L’innovation se manifeste également dans les matériaux utilisés. L’enveloppe du bâtiment est composée d’une double couche de tissu enroulable, imprégnée de ciment à faible teneur en carbone, posée sur des coffrages légers. Les unités reposent sur des plateformes perméables faites d’agrégats recyclés et sont reliées entre elles par des panneaux préfabriqués en béton poreux. Un détail particulièrement astucieux est l’intégration d’agrégats luminescents qui absorbent la lumière solaire pendant la journée pour la restituer la nuit, contribuant ainsi à l’efficacité énergétique de l’ensemble. Le projet de Norman Foster combine la rapidité de déploiement des structures préfabriquées, la durabilité des matériaux innovants et l’adaptabilité nécessaire pour répondre aux besoins changeants des populations déplacées.
Vers une approche hybride et participative
Les innovations low-tech et high-tech ont considérablement fait progresser la réflexion sur la réponse de la conception d’habitats face aux crises humanitaires. Si des défis persistent – respect des pratiques culturelles locales, équilibre entre rapidité d’intervention et durabilité environnementale, intégration des structures temporaires dans des solutions permanentes – l’avenir de l’architecture d’urgence semble s’orienter vers une approche hybride, alliant technologies avancées et savoir-faire traditionnels. L’accent se porte de plus en plus sur l’implication des communautés locales, non seulement dans la construction, mais aussi dans la conception des solutions.

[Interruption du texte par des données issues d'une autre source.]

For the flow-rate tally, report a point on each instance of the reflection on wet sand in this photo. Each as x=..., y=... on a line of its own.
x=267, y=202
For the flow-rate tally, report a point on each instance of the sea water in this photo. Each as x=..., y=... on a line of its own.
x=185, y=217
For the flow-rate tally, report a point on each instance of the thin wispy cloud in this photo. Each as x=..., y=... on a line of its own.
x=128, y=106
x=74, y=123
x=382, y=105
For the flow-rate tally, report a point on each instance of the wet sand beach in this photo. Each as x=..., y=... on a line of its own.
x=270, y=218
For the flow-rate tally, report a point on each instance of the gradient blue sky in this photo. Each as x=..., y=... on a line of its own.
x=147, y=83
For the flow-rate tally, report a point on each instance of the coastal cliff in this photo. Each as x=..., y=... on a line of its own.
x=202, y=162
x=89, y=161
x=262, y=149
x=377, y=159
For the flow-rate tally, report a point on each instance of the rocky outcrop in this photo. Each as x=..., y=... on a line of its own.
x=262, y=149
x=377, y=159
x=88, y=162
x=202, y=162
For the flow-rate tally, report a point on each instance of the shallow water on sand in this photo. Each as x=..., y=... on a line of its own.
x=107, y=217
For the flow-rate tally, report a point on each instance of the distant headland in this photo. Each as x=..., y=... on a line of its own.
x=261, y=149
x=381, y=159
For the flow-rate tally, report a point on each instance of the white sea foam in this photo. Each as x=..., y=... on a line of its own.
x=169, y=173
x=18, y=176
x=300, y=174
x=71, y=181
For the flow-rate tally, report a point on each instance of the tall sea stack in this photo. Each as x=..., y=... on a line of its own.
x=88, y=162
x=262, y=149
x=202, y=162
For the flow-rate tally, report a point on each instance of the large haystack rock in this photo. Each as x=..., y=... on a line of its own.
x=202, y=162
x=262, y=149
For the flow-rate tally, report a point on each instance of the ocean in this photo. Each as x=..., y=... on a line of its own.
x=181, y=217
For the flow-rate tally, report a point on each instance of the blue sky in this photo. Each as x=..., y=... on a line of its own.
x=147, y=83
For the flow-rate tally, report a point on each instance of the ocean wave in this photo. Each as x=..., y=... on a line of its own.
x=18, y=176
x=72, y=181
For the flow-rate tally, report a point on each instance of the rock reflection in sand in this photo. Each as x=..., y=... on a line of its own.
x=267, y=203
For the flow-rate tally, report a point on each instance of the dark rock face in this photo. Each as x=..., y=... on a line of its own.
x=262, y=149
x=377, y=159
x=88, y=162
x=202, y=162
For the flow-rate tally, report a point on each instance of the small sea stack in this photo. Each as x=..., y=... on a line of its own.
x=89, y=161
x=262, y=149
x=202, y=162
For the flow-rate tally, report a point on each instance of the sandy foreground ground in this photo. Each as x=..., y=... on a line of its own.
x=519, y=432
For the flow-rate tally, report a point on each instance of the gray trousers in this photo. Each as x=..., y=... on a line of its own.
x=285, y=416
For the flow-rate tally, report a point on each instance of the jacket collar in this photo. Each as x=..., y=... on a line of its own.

Cette évolution vers une architecture participative et adaptative s’avère cruciale face aux défis croissants du changement climatique et des déplacements massifs de population. Dans ce contexte, les innovations architecturales pourraient jouer un rôle clé pour développer des réponses toujours plus adaptées et performantes aux crises humanitaires futures. L’enjeu sera de concevoir des solutions flexibles, culturellement appropriées et écologiquement responsables, capables de répondre aux besoins immédiats.. Sans perdre de vue une vision à long terme des territoires.